NetTopologySuite / NetTopologySuite.IO.ShapeFile

The ShapeFile IO module for NTS.
33 stars 25 forks source link

Chinese character transcoding error #39

Closed DeliciousExtra closed 1 month ago

DeliciousExtra commented 4 years ago

In DbaseFileHeader class line 311 string name = DbaseEncodingUtility.Latin1.GetString(buffer, 0, buffer.Length); when the field value is Chinese character, it cant get the correct value. it should be use the Detected encoding from line 294 var encoding = DetectEncoding(ldid, cpgStreamProvider); to encoding the value, string name = encoding.GetString(buffer, 0, buffer.Length); then it get the correct value

axmand commented 3 years ago

In DbaseFileHeader class line 311 string name = DbaseEncodingUtility.Latin1.GetString(buffer, 0, buffer.Length); when the field value is Chinese character, it cant get the correct value. it should be use the Detected encoding from line 294 var encoding = DetectEncoding(ldid, cpgStreamProvider); to encoding the value, string name = encoding.GetString(buffer, 0, buffer.Length); then it get the correct value

for (int i = 0; i < length; i++)
{
    keys[i] = reader.DbaseHeader.Fields[i].Name;
    keys[i] = Encoding.GetEncoding("GBK").GetString(reader.DbaseHeader.Encoding.GetBytes(keys[i]));
}

it works well in temporary.

DGuidi commented 3 years ago

can you post a complete unit test or at least a complete unit of code that we can use to build a unit test using chinese characters? Thanks

DGuidi commented 3 years ago

ok I see that probably there's some problem here

in L310

// NOTE: only this _encoding.GetString method is available in Silverlight
string name = DbaseEncodingUtility.Latin1.GetString(buffer, 0, buffer.Length);

but in L294

var encoding = DetectEncoding(ldid, cpgStreamProvider);
if (_encoding == null) _encoding = encoding;

so I suppose the correct code for L310 might be

// NOTE: Silverlight is gone, baby... forgot and move on
string name = _encoding.GetString(buffer, 0, buffer.Length);
DGuidi commented 3 years ago

@FObermaier just take a look also here, please :)
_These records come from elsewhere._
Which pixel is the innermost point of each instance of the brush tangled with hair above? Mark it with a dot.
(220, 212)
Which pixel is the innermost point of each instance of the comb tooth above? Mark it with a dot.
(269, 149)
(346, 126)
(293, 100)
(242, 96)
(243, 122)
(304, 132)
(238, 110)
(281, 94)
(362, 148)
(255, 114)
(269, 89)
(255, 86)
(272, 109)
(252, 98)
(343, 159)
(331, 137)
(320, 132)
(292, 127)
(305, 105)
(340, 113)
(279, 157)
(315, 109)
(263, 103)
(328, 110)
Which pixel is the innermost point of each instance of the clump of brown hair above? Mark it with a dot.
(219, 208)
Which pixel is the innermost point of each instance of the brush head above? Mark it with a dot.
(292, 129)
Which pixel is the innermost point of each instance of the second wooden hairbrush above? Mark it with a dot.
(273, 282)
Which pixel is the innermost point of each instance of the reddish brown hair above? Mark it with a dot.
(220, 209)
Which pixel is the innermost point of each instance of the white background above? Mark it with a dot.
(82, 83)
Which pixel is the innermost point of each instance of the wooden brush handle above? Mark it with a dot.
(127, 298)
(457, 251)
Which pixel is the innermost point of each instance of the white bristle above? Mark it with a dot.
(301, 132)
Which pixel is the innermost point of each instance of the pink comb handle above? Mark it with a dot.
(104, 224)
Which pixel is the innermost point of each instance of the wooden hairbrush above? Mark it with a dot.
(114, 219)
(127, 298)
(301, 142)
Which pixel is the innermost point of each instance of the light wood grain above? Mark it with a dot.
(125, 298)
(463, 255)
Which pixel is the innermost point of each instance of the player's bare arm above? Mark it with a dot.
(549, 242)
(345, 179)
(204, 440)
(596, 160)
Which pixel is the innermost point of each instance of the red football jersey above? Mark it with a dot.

DGuidi commented 3 years ago

@FObermaier @airbreather how about this fix? i can easily push this change if there is any objection

airbreather commented 3 years ago

@DGuidi LGTM :heavy_check_mark:

edit: just please make sure there's a test for it

DGuidi commented 3 years ago

@axmand please can you provide at least some test data so I can build a valid test for this issue?

DGuidi commented 3 years ago

please check if last commit fix the issue, as expected

KubaSzostak commented 1 month ago

Support for a different encodings has been added in the successor library. There is also a sample code demonstrating how to custom encoding.